Addressing the impact of convergence capital on TMR and the wider industry, Hoshina said that for those re/insurers with a large, diversified portfolio “there has been too much hype around its implications”. However, he admitted that for monoline players or those with a focus on US cat— such as TMR—the influx of convergence capital has proved a challenge.
“At TMR cat risks are a dominant part of our portfolio and US risks have a considerable weighting. As such we are looking to diversify into non-cat lines in response to the influx of convergence capital. This capital has the potential to affect both profitability and our bottom line,” said Hoshina.

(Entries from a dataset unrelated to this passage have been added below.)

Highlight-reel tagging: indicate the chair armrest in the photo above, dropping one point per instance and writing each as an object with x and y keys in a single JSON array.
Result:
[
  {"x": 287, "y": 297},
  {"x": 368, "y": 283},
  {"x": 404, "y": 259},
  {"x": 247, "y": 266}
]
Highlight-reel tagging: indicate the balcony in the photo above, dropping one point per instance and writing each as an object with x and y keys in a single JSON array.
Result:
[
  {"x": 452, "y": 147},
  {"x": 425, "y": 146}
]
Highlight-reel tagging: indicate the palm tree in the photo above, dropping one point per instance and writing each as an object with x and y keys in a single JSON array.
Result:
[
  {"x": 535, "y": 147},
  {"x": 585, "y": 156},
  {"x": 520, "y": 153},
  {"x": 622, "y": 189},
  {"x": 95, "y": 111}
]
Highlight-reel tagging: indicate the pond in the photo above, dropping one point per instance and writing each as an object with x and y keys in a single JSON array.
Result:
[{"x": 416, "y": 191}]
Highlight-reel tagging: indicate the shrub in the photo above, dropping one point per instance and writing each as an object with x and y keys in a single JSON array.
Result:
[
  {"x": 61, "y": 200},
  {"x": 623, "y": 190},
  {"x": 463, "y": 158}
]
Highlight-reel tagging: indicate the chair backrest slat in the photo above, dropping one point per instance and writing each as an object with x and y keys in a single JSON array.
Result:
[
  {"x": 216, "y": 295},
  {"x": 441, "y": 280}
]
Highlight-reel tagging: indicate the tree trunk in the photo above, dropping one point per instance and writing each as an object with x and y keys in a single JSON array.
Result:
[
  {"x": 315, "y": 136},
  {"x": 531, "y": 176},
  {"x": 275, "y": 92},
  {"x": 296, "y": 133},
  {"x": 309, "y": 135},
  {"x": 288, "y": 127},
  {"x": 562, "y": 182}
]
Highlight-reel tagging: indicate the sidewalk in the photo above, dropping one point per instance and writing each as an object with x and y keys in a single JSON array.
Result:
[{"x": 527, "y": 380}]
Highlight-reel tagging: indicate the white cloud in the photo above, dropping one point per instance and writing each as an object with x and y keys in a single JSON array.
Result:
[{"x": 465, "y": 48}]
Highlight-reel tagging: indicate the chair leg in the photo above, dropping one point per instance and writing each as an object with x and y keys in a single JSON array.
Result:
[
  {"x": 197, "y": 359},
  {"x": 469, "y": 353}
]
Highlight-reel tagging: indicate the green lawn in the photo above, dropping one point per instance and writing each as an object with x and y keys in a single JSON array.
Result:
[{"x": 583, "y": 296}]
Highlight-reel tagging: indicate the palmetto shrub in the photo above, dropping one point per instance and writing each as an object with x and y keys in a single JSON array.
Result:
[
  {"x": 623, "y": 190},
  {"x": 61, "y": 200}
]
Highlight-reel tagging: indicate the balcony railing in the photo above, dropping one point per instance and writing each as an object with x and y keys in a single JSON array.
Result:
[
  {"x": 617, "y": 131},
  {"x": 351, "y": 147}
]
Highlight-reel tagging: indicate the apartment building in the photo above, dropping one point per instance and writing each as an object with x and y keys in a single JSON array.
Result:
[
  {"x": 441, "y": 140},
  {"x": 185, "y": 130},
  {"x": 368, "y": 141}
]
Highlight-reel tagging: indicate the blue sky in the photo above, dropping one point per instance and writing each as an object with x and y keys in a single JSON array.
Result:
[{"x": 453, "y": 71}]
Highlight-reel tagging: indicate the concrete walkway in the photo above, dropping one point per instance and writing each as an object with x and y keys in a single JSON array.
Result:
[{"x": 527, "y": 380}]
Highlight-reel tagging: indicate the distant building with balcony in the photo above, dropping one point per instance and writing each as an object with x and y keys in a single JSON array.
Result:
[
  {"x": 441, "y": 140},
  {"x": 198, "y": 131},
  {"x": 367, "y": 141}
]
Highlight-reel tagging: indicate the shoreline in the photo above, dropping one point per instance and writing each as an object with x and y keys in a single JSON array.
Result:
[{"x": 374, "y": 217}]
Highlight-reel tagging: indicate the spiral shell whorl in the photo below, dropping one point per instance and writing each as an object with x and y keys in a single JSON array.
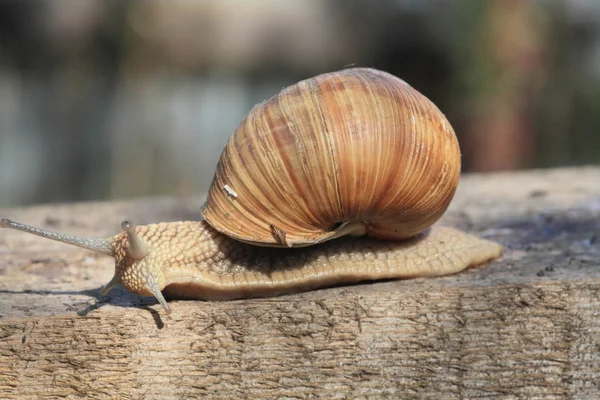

“In response, we formed Tokio Solution Management and Shima Re, which have enabled us to work with alternative capital to generate fee income from transformer and convergence transactions. While we lose out on traditional property cat reinsurance business, we are now able to increase our income from transaction management fees. Profitability at TMR will be about careful management of this balance and the reinsurance cycle.”
While TMR is making its move into the US, its parent Tokio Marine & Nichido Fire continues to weigh up further M&A opportunities in the US, said Hoshina. “M&A opportunities outside Japan are a good option for our parent to diversify its portfolio.”
Tokio Marine already owns the Philadelphia Insurance Company and Safety National, he said, adding that the company is always keen to consider potential synergies in the US. “If the company has good volumes of business and a strong management team, then Tokio Marine has the appetite to consider further US acquisitions.”